Mining Statistical Patterns with SPADE

Courses

Intro to Neural Spike Analysis in Python

Generative Simulations and Statistical Inference with Elephant

Authors

Dr. Ole Bialas | Dr. Nicholas Del Grosso

Download Materials

Setup

Import Modules

import numpy as np
from matplotlib import pyplot as plt
import quantities as pq
from elephant.spike_train_generation import compound_poisson_process, homogeneous_poisson_process
from elephant.spade import spade
from viziphant.patterns import plot_patterns

np.random.seed(100)
%matplotlib inline

Define the utility functions required for this notebook.

class utils:
    @staticmethod
    def find_synchronous_spikes(spike_trains):
        """
        Find the synchronous spikes in a list of spike trains.
        Arguments:
            sts (List of SpikeTrain): list of spike train objects.
        Returns:
            (np.ndarray): 1-dimensional array of the synchronous spike times (times are repeated for each synchronous spikes)
            (np.ndarray): 1-dimensional array with the indices of the spike trains containing the synchronous spikes
        """
        all_spikes = np.concatenate([spike_train.times for spike_train in spike_trains])
        all_trains = np.concatenate(
            [[i] * len(spike_train.times) for i, spike_train in enumerate(spike_trains)]
        )
        times = []
        units = []
        for s in np.unique(all_spikes):
            idx = np.where(all_spikes == s)[0]
            if len(idx) > 1:
                times.append(all_spikes[idx])
                units.append(all_trains[idx])
        if len(times) > 0:
            times = np.concatenate(times)
            units = np.concatenate(units)
        else:
            times = np.array([])
            units = np.array([])
            print("Found no synchronous spikes")
        return times, units

Section 1: Simulating Synchronous Spiking

In this section, we are going to explore Spike Pattern Detection and Evaluation (SPADE) which is a method to find recurring patterns of synchronous firing in large numbers of neurons.

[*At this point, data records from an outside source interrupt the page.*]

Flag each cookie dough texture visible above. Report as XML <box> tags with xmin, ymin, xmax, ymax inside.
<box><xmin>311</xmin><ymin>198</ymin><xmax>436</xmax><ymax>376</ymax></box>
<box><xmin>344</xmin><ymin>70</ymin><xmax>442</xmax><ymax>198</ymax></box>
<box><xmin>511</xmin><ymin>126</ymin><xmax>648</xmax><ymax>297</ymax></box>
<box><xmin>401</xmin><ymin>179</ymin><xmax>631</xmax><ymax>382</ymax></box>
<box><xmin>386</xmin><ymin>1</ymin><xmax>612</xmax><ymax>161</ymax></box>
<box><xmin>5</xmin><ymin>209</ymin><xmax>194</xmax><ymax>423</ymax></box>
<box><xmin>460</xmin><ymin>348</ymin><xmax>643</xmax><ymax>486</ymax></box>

We are going to explore SPADE and its parameters by simulating data using a compound Poisson process. This simulation defines a baseline Poisson process that fires randomly and then makes the baseline process trigger spikes in other neurons, causing synchronous events. In this section, we are going to explore how this simulation works.

Code	Description
`sts = compound_poission_process(rate, amplitude_distribution, t_stop)`	Generate a list of spike trains from a compound poisson process with a given `rate` and `amplitude_distribution` that determines the probability of synchronous spikes. Each spike train starts at time 0 and goes to `t_stop`
`rasterplot(sts)`	Create a raster plot for a list of spike trains
`x,y = find_synchronous_spikes(spiketrains)`	Returns the times `x` and indices `y` of synchronous spikes in a list of `spiketrains`
`plt.eventplot(x)`	Plot the events in `x`
`plt.scatter(x,y, color="red")`	Plot the data `x`, `y` in a `"red"` scatterplot

Exercises

Example: Generate 6 spike trains (1 less then the length of the amplitude_distribution) with a firing rate of 5 Hz and a duration of 10 s from a compound_poisson_process where the probability of synchronous spikes in all 6 spike trains is 0.01 (1%). Print the length of the returned list of spike trains sts.

amplitude_distribution = [0, 0.99, 0, 0, 0, 0, 0.01]
sts = compound_poisson_process(
    rate=5 * pq.Hz, amplitude_distribution=amplitude_distribution, t_stop=10 * pq.s
)
len(sts)

Example: Find the time points x and the spike train indices y of spikes in the spike train list sts that occur synchronously in multiple trains. Then use plt.eventplot to create a rasterplot of the spike trains sts and mark the synchronous spikes x, y in red.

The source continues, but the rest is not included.